Should equity investors buy Canada over the U.S. right now?

Chief Investment Officer at Dixon Mitchell says recent oil surge is just part of the story

Should equity investors buy Canada over the U.S. right now?

While many investors might have only recently started favouring the Canada’s broad equity market over its U.S. counterpart’s, Dixon Mitchell has been making its move over a longer span of time.

“Internally, we've been increasing our Canadian asset allocation over the past nine to 12 months,” said Ken O’Kennedy, Chief Investment Officer at Dixon Mitchell.

Globally, O’Kennedy says that Canada and the U.S. have been showing the best earnings among equity markets across the world. But lately, the Canadian stock market has been outpacing the U.S. as energy and materials, generally the two most economically sensitive sectors, benefit from broad and immediate macro tailwinds.

“Both oil and materials are up over 20% for the year,” he says. “Within materials, outperformance seems to be across the board – gold, copper, you name it.”

Not everything is coming up roses for Canada. Information technology, for example has been a negative detractor for the Great White North so far. O’Kennedy says the sector is undergoing a correction after exuberant investors who vastly overestimated the future prospects of the business pushed it to toppy levels.

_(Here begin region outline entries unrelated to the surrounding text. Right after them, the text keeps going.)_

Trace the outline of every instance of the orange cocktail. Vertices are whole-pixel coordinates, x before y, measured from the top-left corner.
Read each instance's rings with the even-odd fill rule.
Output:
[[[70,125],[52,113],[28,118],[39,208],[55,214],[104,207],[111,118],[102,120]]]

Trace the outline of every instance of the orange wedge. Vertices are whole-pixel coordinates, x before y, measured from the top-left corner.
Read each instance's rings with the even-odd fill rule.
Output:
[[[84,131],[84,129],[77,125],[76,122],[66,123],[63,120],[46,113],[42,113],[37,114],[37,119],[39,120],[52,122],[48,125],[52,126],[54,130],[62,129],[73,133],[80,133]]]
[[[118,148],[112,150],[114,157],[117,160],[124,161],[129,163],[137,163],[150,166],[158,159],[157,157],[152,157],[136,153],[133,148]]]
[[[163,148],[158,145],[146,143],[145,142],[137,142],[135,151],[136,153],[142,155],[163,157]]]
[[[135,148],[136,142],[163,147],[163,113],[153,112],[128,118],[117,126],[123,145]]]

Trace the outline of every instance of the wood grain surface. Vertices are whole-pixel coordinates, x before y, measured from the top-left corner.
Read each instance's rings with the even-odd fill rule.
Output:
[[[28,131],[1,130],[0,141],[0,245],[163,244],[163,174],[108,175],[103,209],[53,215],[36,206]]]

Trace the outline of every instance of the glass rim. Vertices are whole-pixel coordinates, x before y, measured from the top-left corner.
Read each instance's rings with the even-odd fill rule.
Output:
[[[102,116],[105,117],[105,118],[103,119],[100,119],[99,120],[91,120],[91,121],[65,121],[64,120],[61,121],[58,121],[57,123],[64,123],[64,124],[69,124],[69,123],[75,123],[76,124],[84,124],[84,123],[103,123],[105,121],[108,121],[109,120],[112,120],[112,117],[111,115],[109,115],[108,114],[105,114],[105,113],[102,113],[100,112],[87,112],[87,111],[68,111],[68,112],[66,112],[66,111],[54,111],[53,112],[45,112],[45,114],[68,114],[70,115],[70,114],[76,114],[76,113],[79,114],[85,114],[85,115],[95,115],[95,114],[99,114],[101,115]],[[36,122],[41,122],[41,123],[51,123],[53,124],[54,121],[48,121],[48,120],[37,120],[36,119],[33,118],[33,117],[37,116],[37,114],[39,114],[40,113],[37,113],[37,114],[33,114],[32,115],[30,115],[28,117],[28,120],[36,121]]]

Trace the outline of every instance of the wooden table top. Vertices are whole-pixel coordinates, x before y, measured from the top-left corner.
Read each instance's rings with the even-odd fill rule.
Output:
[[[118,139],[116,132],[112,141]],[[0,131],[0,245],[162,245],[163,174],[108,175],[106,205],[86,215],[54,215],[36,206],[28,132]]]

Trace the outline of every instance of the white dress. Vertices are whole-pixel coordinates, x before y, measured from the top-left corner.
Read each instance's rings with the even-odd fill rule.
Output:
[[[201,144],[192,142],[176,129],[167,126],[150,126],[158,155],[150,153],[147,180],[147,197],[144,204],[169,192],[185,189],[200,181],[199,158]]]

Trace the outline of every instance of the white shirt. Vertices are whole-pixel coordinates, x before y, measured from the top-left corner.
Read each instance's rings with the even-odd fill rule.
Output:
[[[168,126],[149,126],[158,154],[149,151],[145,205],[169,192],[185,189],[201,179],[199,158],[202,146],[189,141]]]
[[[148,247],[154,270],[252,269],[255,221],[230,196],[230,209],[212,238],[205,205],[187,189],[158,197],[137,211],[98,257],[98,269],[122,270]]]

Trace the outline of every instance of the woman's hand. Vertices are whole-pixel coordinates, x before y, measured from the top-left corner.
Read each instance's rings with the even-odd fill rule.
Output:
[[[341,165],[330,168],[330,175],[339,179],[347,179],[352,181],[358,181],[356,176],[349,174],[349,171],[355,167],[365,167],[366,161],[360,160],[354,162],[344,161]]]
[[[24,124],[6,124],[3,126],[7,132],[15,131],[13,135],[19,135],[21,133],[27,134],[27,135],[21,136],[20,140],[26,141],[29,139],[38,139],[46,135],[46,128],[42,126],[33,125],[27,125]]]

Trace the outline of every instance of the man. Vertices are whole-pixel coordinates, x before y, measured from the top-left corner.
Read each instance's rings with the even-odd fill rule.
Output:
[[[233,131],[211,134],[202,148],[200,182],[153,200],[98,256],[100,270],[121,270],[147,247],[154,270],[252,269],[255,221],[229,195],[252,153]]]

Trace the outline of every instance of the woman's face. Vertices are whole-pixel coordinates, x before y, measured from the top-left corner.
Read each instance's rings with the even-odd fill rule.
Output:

However, that same trend of correction has played out in the U.S. stock market, where technology as a sector has a much bigger weighting. With both U.S. and Canada officially taking the first steps on their respective rate-hiking cycles, growth-oriented businesses including tech have taken a hit.

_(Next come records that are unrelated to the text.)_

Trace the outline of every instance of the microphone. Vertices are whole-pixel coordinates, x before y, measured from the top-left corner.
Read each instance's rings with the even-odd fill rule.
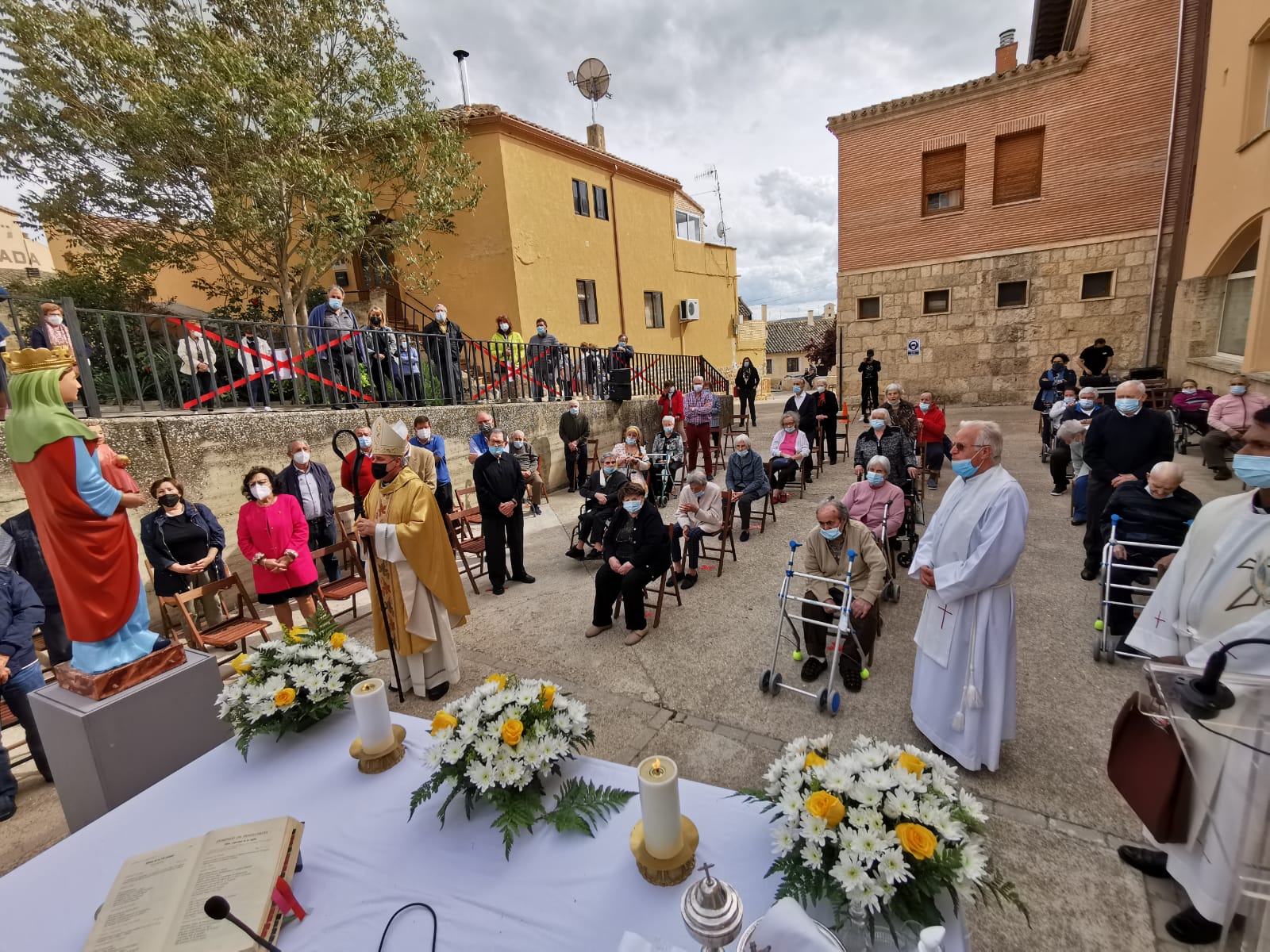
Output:
[[[203,911],[207,913],[208,919],[229,919],[234,925],[239,927],[243,932],[251,937],[260,948],[267,949],[267,952],[282,952],[281,948],[274,946],[272,942],[265,939],[263,935],[258,935],[248,924],[239,919],[230,911],[230,901],[225,896],[208,896],[207,901],[203,902]]]

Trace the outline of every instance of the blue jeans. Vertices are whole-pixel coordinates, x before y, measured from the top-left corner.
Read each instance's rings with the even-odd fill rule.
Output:
[[[18,724],[27,731],[27,746],[30,749],[30,758],[36,762],[41,776],[51,781],[53,774],[48,769],[48,758],[44,757],[44,745],[39,741],[39,731],[36,730],[36,718],[30,711],[30,698],[27,696],[32,691],[44,687],[44,675],[39,670],[39,664],[29,664],[20,671],[9,675],[9,680],[0,684],[0,698],[9,704]],[[18,782],[13,777],[9,767],[9,753],[0,744],[0,800],[15,797],[18,795]]]

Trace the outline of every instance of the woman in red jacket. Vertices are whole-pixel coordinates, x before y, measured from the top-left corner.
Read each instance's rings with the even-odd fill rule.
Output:
[[[917,402],[917,442],[926,456],[926,489],[940,487],[940,471],[944,468],[944,430],[947,421],[944,411],[935,405],[931,391],[922,393]]]

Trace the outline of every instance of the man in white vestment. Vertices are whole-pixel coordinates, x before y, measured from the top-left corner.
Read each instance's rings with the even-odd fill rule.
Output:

“Clearly, oil is the sector that’s benefiting greatly from a macro trend standpoint,” O’Kennedy says. “With Russia’s invasion of Ukraine, I think there’s some level of geopolitical risk premium in oil today.”

The Cinderella story of Canadian oil isn’t all about the war. Since 2014, he says the industry has endured a “long winter” during which it was starved for capital, which has resulted in a substantial lack of drilling inventory. Today, oil companies are far less able to turn on production as they might have been in the past.

But as lucrative as the oil sector might look at the moment, O’Kennedy finds investing in it challenging simply because it depends so much on the price outlook for crude, which itself is peppered with ifs, ands, or buts.

“If there's a floor of $90 or $100 over the next four or five years, then potentially some Canadian energy companies could look very attractive,” he says, noting that it depends on how fast the world can resolve current supply constraints. There’s also the chance that at some lofty price point, there will be a wave of demand destruction among consumers.

Beyond the current winners, O’Kennedy sees potential in other pockets of the Canadian stock market. While he acknowledges concerns about a growth slowdown as Canada pulls back from its most ambitious experiment in monetary stimulus, he says some businesses with the Canadian small-cap universe are the most inexpensive he’s seen in a long time

“When you go into these periods of tightening liquidity, it's not great for those smaller businesses. So we've seen a lot of multiple contraction there,” O’Kennedy said. “And comparing Canada and the U.S. small-cap segments, we’d say Canadian small-caps are more attractive from a valuation perspective.”

The Canadian discount to the U.S. isn’t just confined to the small-cap space; in fact, O’Kennedy says there’s a valuation gulf between the two markets. But that wasn’t always the case.

“At the end of 2010, we made a fairly big decision to dramatically increase our U.S. asset allocation,” he says. “At that time, the Canadian dollar was at par, and the U.S. and Canadian markets basically stood at the same multiple.”

The U.S. market of 12 years ago, O’Kennedy says, would generally have higher-quality businesses than Canada. With the greenback and the loonie at par, they were able to get higher quality exposure for each Canadian dollar they spent. But since then, he says the U.S. market has gotten too far ahead.

“The valuation gap between Canada and the U.S. is large,” he says. “Given the growth prospects and valuations, Canada looks attractive to us versus the U.S. So we’ve started to move some of that allocation back home.”